Although they were adults now, Jilly still shied away from the subject, even from disparaging whatever comparisons Sera had got into her head between Mattie’s death and Jason Bell’s. Pity and understanding would solve nothing for Sera.
So Jilly just said in a neutral tone of voice, “Maybe you’re right. Have you been to bed?”
“I fell asleep on the floor,” Sera said vaguely. “What time is it? Are you in early, or am I late?”
“Guess.”
To her relief, a faint smile curved Sera’s tired lips. “I’d better shower and change if I’m going to see Ferdy.”
“Want company?” Jilly asked casually. If they dared to blame Sera for this, she’d damn well be there to ram the accusation back down their rich, privileged throats, mourning or no mourning.
“No, thanks,” Sera answered. “I’d rather you tracked this Blair down.”

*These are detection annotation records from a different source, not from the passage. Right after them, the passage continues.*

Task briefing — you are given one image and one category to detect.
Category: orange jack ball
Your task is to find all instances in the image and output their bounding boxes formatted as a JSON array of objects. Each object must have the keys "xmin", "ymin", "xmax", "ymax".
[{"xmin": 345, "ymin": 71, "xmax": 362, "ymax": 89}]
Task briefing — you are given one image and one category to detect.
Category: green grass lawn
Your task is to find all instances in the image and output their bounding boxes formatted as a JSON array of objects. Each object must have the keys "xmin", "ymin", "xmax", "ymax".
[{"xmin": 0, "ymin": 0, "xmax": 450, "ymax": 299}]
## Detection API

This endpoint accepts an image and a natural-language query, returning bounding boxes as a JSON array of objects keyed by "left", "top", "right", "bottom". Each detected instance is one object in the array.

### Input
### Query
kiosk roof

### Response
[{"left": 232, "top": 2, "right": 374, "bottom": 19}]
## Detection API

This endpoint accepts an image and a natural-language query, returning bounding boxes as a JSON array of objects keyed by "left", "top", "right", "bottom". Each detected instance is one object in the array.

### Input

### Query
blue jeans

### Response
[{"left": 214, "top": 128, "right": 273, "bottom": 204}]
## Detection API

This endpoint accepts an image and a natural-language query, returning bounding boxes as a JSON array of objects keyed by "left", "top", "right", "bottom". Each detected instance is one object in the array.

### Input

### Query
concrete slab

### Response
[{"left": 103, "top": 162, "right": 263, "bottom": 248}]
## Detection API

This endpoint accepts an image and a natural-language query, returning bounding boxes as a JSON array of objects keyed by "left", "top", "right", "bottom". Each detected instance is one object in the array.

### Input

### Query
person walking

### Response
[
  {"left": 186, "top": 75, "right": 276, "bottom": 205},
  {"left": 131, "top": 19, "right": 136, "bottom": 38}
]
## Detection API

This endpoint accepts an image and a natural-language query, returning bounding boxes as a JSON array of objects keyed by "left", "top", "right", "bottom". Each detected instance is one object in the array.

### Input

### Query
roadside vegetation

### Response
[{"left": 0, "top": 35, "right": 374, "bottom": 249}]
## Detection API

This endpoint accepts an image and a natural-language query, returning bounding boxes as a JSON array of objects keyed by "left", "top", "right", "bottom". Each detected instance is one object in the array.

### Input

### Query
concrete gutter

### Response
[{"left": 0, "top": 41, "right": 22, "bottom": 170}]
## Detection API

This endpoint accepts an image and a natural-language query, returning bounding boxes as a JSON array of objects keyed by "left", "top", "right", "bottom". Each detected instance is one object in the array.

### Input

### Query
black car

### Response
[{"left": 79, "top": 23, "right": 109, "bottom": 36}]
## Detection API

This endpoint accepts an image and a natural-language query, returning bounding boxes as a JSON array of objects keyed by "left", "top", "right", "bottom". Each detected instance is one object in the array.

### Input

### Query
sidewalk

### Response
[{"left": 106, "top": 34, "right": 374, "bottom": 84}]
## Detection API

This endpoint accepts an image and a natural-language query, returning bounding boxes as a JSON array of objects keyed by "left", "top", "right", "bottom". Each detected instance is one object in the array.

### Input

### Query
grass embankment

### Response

“Jack’s having no joy,” Jilly warned her. “But,” she added as Sera rose to somewhat weary feet, “he did, for once, have something sensible to say. Or at least imply.” She hesitated until Sera glanced back over her shoulder, and then gave an apologetic, lopsided smile. “I know it’s ridiculous, but what if vampires exist in this world, the same as spirits do?”
“The spirit is natural,” Sera said at once. “It’s what’s left and moves on when the body dies. And bodies
do
die. They don’t become zombies or vampires or anything else. Jack’s yanking your chain. Like someone’s trying to yank mine.”